Russia recruits serial murderers to fight with Wagner in Ukraine
Since 2022, Yevgeny Prigozhin has been recruiting incarcerated persons in Russia to assist the Wagner Group on the frontline and in Ukraine.
A video of Yevgeny Prigozhin, a Russian Oligarch, at a Russian jail, shows him telling rows of prisoners lined up that he needs convicts who have been murdered more than once to assist Wagner on the frontline in Ukraine.
In the video, Prigozhin is also heard telling the inmates that he also requires offenders who have beaten up state officials or members of the police force.
"We need your criminal talents," Yevgeny Prigozhin said in the video while warning the men that 15 to 10 per cent of them would return to Russia "in zinc coffins".
Evidence also suggests that Russia is sending female convicts to work in occupied regions of eastern Ukraine, according to Russian rights activist Olga Romanova.
Wagner claimed that it stopped recruiting inmates in February 2023, but the Russian Defence Ministry has reportedly begun its own recruiting campaign in Russian prisons.
Russian prisoners are being promised a full pardon if they agree to serve in the Russian military for a minimum of 6 months.
There have also been economic promises made to the inmates. After warning the male convicts about death in Ukraine, Prigozhin promised that the survivors would go home with a bonus of 100,000 roubles – the equivalent of £800.
Two months prior to his latest recruit of incarcerated persons, President Vladimir Putin confirmed for the first time that he had been signing presidential pardons for prisoners who had returned from the Russia-Ukraine war.
Yevgeny Prigozhin, who claims to have founded the Wagner Group to support Russian forces, has recruited 49,000 long-serving inmates to fight – out of which, only 32,000 returned.
However, according to independent researchers, the actual number of survivors is much lower – at around 20,000.
Vladislav Kanius was sentenced to 17 years in a penal colony, a distant institution that has been established for punishing the most severe crimes with forced labour and isolation from society, for brutally murdering his student girlfriend.
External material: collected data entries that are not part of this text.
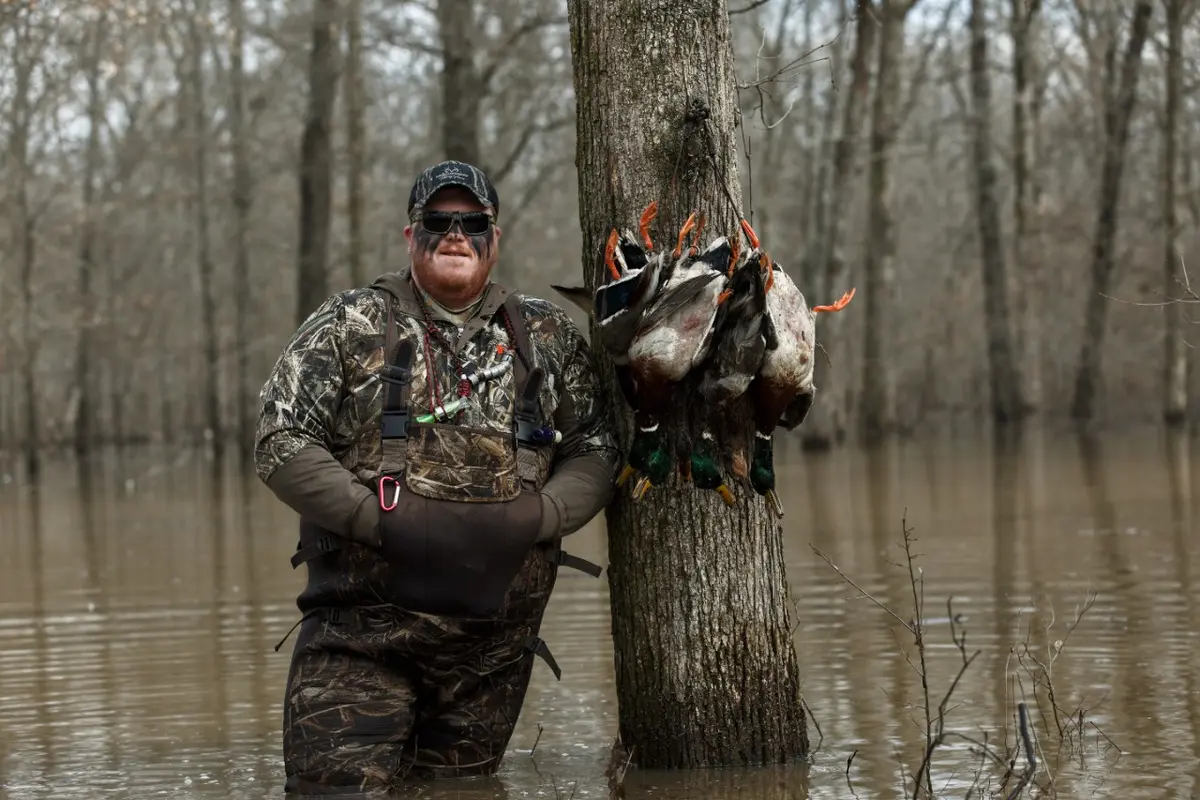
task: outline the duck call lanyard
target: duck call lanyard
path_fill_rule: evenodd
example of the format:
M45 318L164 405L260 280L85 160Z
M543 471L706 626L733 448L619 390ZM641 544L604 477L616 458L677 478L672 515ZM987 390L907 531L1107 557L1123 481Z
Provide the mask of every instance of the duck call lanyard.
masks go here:
M409 280L411 281L412 279L410 278ZM429 384L429 388L430 388L429 413L434 414L434 413L436 413L437 409L443 408L443 405L442 405L442 391L441 391L441 385L440 385L441 382L437 379L437 376L434 374L434 369L433 369L433 351L432 351L432 347L430 345L430 339L431 338L436 339L438 344L441 345L442 348L447 353L450 354L450 358L452 359L452 361L454 363L454 374L459 376L458 386L455 388L455 394L457 394L459 397L470 397L471 396L472 386L471 386L471 381L468 379L467 376L470 372L473 372L473 370L467 368L467 365L463 362L463 360L461 358L459 358L458 349L454 346L454 343L446 338L446 335L442 332L441 328L438 327L436 322L434 322L433 315L430 313L430 310L429 310L429 304L427 302L425 302L425 297L424 297L424 294L421 291L420 287L418 287L416 285L416 283L413 282L412 288L413 288L413 294L417 298L417 304L421 307L421 315L425 321L425 332L422 337L423 338L423 346L425 348L425 378L426 378L426 382ZM489 287L488 292L490 292L490 291L491 291L491 288ZM479 299L478 303L483 304L485 302L487 302L487 293L486 292L484 293L483 297ZM515 332L513 330L512 320L509 318L508 309L501 307L499 310L499 313L500 313L501 320L504 322L505 331L508 333L508 341L515 344L517 341L517 338L516 338ZM518 348L518 350L519 349L520 348ZM454 417L456 420L462 415L464 410L465 409L460 409L458 412L455 413Z

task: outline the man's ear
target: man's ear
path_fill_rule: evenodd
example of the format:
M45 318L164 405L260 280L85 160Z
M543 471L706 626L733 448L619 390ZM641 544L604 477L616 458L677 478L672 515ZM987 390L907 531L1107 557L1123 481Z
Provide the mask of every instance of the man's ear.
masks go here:
M413 237L412 225L405 225L404 226L404 241L408 242L409 244L412 244L412 237Z

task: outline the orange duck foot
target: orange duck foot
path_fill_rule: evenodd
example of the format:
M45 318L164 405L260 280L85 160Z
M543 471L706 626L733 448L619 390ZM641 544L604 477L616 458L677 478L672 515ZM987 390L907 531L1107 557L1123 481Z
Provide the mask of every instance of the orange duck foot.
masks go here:
M692 228L696 226L696 212L688 214L687 222L683 223L683 227L679 229L679 240L675 243L675 250L671 253L675 258L683 253L683 240L691 233Z
M654 249L654 242L650 241L650 223L658 216L658 201L651 200L650 205L646 206L646 210L642 212L641 219L638 220L638 232L642 234L642 241L646 243L647 250Z
M700 221L696 223L696 230L692 233L692 246L689 251L692 256L700 252L700 245L703 244L701 237L704 235L705 222L707 222L707 218L701 214Z
M617 269L617 229L613 228L612 233L608 234L608 241L604 244L604 263L608 266L608 273L612 275L614 281L621 280L621 271Z
M756 249L759 245L758 234L754 232L754 228L750 227L750 223L742 220L742 230L746 233L746 240L750 242L750 248Z
M841 311L846 306L850 305L850 301L854 299L854 289L846 292L841 298L831 306L813 306L813 313L820 314L822 311Z

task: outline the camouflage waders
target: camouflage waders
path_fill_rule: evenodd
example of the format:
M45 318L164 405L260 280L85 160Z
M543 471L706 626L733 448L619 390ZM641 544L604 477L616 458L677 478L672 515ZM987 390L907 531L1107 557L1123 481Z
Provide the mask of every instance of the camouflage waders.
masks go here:
M539 542L539 490L553 431L543 371L515 296L511 430L416 421L416 350L388 304L375 482L381 545L302 519L293 566L308 564L284 711L286 791L361 794L412 780L483 775L512 736L558 567L595 565ZM515 355L515 357L514 357ZM464 380L470 380L468 367ZM433 416L437 416L437 408Z

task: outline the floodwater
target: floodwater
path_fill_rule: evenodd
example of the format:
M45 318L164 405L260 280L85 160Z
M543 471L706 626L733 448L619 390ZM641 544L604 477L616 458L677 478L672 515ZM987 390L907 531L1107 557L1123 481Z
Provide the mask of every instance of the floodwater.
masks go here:
M905 517L924 581L935 711L962 663L948 597L966 653L979 652L946 704L932 770L939 796L966 796L977 773L996 788L999 773L980 772L978 748L958 734L1003 755L1022 699L1037 781L1053 780L1059 797L1200 796L1197 453L1154 430L821 456L785 441L788 577L820 747L811 764L787 768L632 770L626 796L904 797L925 741L917 652L846 579L911 618ZM37 491L6 469L0 798L280 796L292 642L273 646L298 616L303 573L288 564L291 512L253 476L214 480L199 453L57 462ZM604 563L604 535L590 526L572 550ZM617 708L604 580L565 571L544 636L563 679L535 665L502 774L426 796L608 797ZM1057 721L1035 689L1038 664L1050 672Z

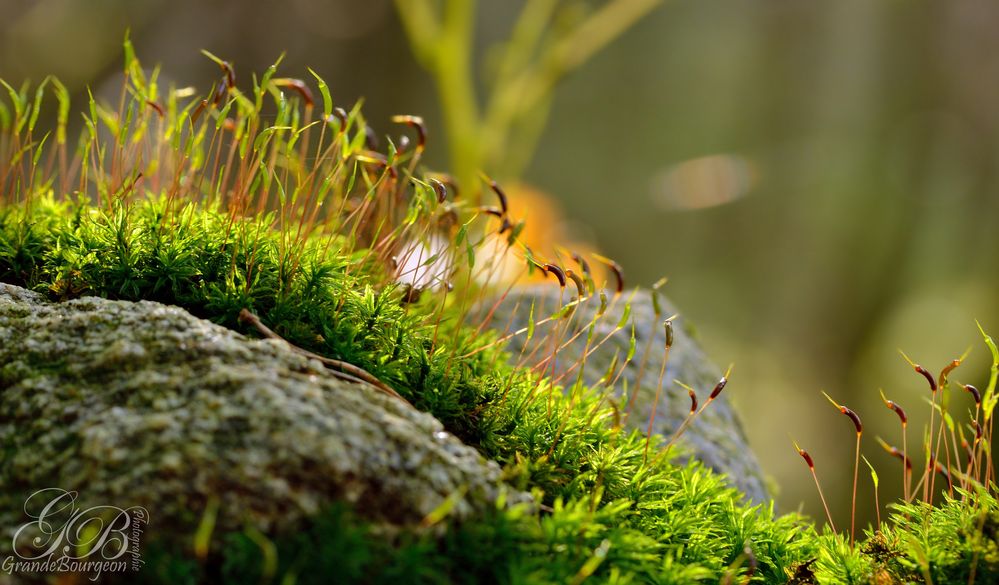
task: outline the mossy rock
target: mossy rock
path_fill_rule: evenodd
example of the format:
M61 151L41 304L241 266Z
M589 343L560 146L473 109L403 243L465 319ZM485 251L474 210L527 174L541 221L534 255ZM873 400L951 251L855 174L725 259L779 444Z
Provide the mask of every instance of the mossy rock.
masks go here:
M338 502L391 528L528 499L432 416L284 342L160 303L51 303L5 284L0 444L0 556L42 488L142 506L150 535L185 543L211 500L218 533L273 534Z
M722 372L697 344L687 321L679 316L674 318L673 345L663 378L659 404L653 413L664 355L663 348L666 345L663 321L677 311L660 296L657 316L652 294L656 293L638 290L632 294L626 291L616 301L609 302L606 312L595 321L593 339L599 341L608 335L609 337L595 349L587 347L585 329L594 322L596 313L600 309L597 298L584 300L572 315L555 321L554 323L561 328L555 335L563 347L559 348L554 368L546 371L552 373L555 378L568 373L562 384L570 387L579 373L578 364L585 352L589 355L586 356L586 365L583 368L583 382L588 386L598 387L615 359L619 367L624 365L631 344L630 324L634 323L635 355L621 373L624 383L615 385L616 396L620 398L621 389L627 387L633 397L620 400L618 410L626 426L642 432L649 428L649 420L652 419L652 432L668 440L683 425L690 412L690 398L687 391L676 381L684 382L694 388L697 391L699 404L703 405L721 378ZM516 331L527 327L532 304L533 314L537 320L558 312L559 307L570 300L572 299L568 294L560 294L559 289L551 285L514 288L495 308L491 322L496 328ZM624 316L626 305L630 306L630 322L615 332L615 327ZM489 304L488 308L492 309L492 304ZM565 323L568 323L567 327ZM573 337L575 339L568 342ZM534 354L534 360L537 360L538 356L550 354L551 347L550 332L548 335L535 334L530 340L526 335L517 335L510 339L509 345L515 360L521 355L531 354ZM591 349L593 351L589 353ZM646 351L648 351L647 358L645 358ZM644 367L642 367L643 361L645 361ZM632 403L630 410L629 402ZM690 456L726 476L752 501L763 503L769 500L759 463L746 441L739 417L724 392L694 419L684 431L678 444L685 447L683 450Z

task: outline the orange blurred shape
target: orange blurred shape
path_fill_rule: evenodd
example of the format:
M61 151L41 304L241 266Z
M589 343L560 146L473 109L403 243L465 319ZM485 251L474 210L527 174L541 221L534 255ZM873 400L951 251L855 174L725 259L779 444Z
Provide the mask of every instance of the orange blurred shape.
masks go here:
M504 184L503 190L509 202L510 222L516 224L524 220L524 229L518 238L522 245L510 248L507 234L496 234L499 222L493 222L491 234L476 253L477 263L496 263L495 270L488 271L491 273L488 276L490 283L526 284L546 279L540 269L527 270L523 246L531 249L538 262L550 262L582 275L579 264L572 259L573 253L578 254L589 263L593 281L598 287L607 280L607 270L591 256L596 247L583 238L574 237L562 207L550 195L524 183ZM554 283L554 277L548 278Z
M704 209L744 197L759 178L756 165L734 154L679 162L652 179L652 198L665 210Z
Vladislav Kanius stabbed Vera Pekhteleva more than 100 times and then strangled the 25-year-old with an electric cable. The attack was so vile, that it made several headlines across Russia.
Although the 25-year-old was sentenced to 17 years, Vera Pekhteleva's mother found that he was pictured wearing a military uniform and holding a gun less than a year later.
While trying to find out information on the whereabouts of her daughter's attacker, the court told Mrs Pekhteleva that Kanius' location was a state secret.
Speaking to reporters, Mrs Oksana Pekhteleva said: "This is blasphemy. It's like all of us have been assaulted. This is a signal to all scum out there: 'Do whatever you want, you won't be punished.'"
The Russian government has not commented on the reports.
In March 2023, Ukraine's General Staff said in its daily update that a train packed with prison inmates had been spotted in the Donetsk region. The update also noted that one of the train carriages was designated for women.
Olga Romanova, a Russian rights activist, told reporters that she heard about the plan to recruit female inmates in 2022. She also noted that around 100 women, who had previously been incarcerated, were sent to Ukraine in March 2023.
Romanova also shared that the Russian Defence Ministry is recruiting incarcerated individuals from the central city of Volgograd and Kemerovo regions in the south.
In January 2023, the FSIN (the Russian Federal Penitentiary Service) had a total prisoner population of 433,006. According to the FSIN, only 8.9 per cent of the incarcerated persons in Russia, are female.
Russia has been ranked fifth in the world, for holding the most people in prison – says World Population Review.